Machine Learning & LLMs

AI & LLMs in Go

Python owns Model Training. Go owns Model Serving and Orchestration.

In 2026, you rarely train a model from scratch. You run a pre-trained model (Llama 3, Mistral) and build “Agents” around it. Go is perfect for this high-concurrency glue code.

1. Running Local Models (Ollama)

The easiest way to integrate LLMs is Ollama. Ollama runs the model; Go talks to it via API.

Use LangChainGo (github.com/tmc/langchaingo):

llm, err := ollama.New(ollama.WithModel("llama3"))
ctx := context.Background()
completion, err := llms.GenerateFromSinglePrompt(ctx, llm, "Explain Go channels")

2. Go 1.26 SIMD Support (Experimental)

Go 1.26 introduces experimental SIMD support via simd and archsimd packages (enabled with GOEXPERIMENT=simd). This is critical for: * Vector Search: Calculating Cosine Similarity between embeddings is just a dot product. SIMD makes this 100x faster. * Inference: Running small neural nets directly in Go.

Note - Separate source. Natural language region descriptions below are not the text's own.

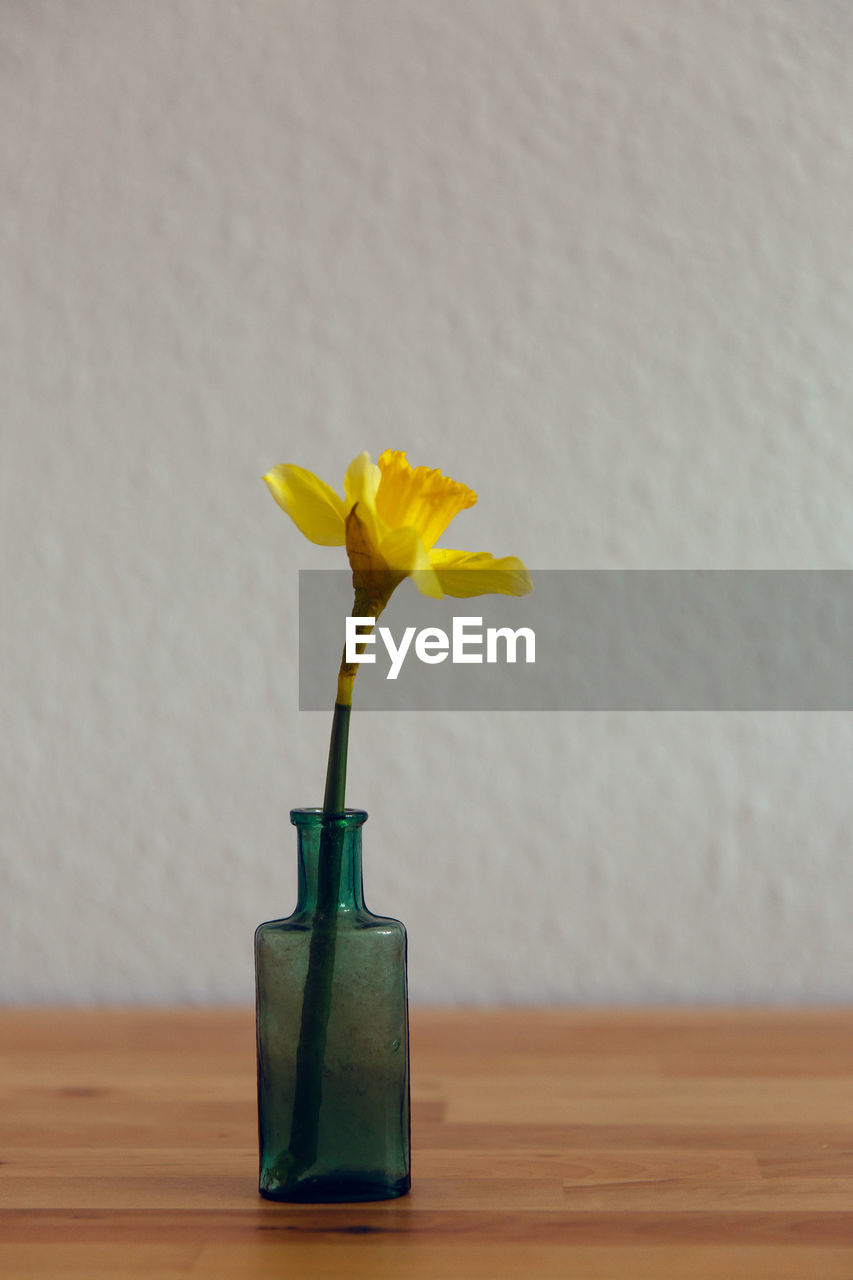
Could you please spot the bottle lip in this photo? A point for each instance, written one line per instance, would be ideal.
(319, 817)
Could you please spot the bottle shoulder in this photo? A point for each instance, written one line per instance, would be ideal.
(304, 922)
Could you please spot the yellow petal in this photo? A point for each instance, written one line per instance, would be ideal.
(416, 497)
(405, 552)
(479, 574)
(313, 506)
(360, 485)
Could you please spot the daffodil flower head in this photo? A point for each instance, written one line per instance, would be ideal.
(389, 519)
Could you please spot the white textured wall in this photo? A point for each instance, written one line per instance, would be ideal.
(593, 259)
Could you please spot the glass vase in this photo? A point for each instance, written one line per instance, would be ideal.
(332, 1020)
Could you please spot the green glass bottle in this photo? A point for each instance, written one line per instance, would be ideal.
(332, 1031)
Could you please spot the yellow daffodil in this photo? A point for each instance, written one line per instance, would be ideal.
(389, 519)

GOEXPERIMENT=simd go test ./...

RAG request path

query text
   |
   v
embedding model --> vector (float32[])
   |
   v
SIMD dot product / ANN prefilter
   |
   v
top-k chunks --> prompt assembly --> LLM response

3. Embeddings & Vector Databases

Go is the standard language for Vector DBs (Milvus, Weaviate are written in Go).

Workflow: 1. Receive Text -> Send to Embedding Model (via API or Local binding). 2. Get []float32. 3. Store in Postgres (pgvector) or Weaviate.

Concrete retrieval stub:

type Chunk struct {
    ID    string
    Text  string
    Score float32
}

func topK(ctx context.Context, q []float32, k int) ([]Chunk, error) {
    // Use pgvector distance operator and ORDER BY distance LIMIT k.
    return nil, nil
}

Summary

Don’t use Python for the API layer of your AI app. * Python: Research code, PyTorch. * Go: The API server, the RAG pipeline, the WebSocket handler.